The Office for National Statistics said yesterday that 65 per cent of these employees returned to work on the same hours, while 16 per cent went back with reduced hours and 6 per cent went back with hours increased. Another 6 per cent were either laid off or left their jobs voluntarily.
The figures showed that a further 210,000 employees came off the scheme during September – and about half the 1.1 million people still being supported were on flexible furlough working for some of their hours in the workplace.
Since the end of April, as restrictions started to ease, 2.4 million people have left the scheme as the economy has reopened.
According to the Treasury, 11.7 million jobs were protected under the furlough scheme. It was launched in March last year and initially paid 80 per cent of salaries up to £2,500 a month. About 1.3 million businesses received state support. A further 2.9 million self-employed people were supported by the Self-Employment Income Support Scheme.
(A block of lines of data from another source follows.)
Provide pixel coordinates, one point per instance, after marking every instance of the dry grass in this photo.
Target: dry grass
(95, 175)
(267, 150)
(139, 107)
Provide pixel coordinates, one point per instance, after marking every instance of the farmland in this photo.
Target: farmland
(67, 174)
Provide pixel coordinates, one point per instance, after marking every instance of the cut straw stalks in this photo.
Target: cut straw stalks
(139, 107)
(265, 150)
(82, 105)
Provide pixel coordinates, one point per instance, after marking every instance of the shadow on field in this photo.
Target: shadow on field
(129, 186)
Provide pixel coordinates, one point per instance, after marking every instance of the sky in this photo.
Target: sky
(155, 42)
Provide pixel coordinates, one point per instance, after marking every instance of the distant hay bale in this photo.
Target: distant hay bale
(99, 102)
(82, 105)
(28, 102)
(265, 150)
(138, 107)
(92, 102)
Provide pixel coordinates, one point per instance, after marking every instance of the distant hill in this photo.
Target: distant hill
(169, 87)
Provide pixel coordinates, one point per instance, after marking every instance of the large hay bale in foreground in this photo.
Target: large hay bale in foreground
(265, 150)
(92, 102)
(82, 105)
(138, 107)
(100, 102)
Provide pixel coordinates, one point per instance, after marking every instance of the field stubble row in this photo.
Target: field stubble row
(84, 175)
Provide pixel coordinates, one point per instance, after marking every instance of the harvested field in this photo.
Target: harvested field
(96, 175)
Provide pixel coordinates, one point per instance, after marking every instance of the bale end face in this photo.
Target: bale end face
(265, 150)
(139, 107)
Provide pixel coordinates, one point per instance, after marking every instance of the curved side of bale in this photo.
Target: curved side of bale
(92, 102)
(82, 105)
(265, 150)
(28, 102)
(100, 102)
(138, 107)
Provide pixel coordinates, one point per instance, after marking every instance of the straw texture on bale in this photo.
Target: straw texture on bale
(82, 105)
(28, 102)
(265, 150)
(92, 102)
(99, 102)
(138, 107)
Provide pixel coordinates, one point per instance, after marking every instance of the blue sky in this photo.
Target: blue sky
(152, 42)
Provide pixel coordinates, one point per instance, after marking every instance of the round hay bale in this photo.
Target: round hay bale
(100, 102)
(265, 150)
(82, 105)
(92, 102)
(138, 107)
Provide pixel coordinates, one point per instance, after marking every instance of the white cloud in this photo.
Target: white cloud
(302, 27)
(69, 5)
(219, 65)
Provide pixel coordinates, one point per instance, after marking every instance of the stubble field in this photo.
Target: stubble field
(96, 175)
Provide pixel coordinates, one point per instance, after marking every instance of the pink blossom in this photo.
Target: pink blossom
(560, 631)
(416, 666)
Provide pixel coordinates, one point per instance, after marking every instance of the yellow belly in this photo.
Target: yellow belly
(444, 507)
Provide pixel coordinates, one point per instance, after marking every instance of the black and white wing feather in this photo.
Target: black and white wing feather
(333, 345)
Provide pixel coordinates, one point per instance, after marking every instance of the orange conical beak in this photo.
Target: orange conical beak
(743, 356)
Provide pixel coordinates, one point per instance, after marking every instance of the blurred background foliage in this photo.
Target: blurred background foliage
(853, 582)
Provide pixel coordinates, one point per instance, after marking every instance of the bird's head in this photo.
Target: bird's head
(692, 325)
Rishi Sunak, the chancellor, said: “Our unprecedented furlough scheme helped people when they needed it most. The furlough scheme was a vital piece in the unprecedented package of support the government provided during the pandemic, which protected livelihoods and communities when they needed it most.
“As a result of our action the economy is growing, more employees are on payrolls than ever before and unemployment has fallen for eight months in a row. We are now investing billions building a stronger economy of higher wages, higher skills and rising productivity.”
In a separate announcement, the ONS for the first time yesterday published data from Kantar Public showing the shelf availability of items, between October 29 and November 1. The lowest was in the “sparkling water” category, with 23 per cent of this item’s availability marked as none or low. Shelf availability was the highest for the “beer” category, at 72 per cent.
The shelf availability data is part of the ONS’s Business Insights and Conditions weekly survey showing the impact of the coronavirus on the British economy and society.
In other data gathered by the statistics office, figures from Springboard show overall retail footfall across the UK rose by 11 per cent in the week to October 30. This was 89 per cent of the level seen in the equivalent week of 2019.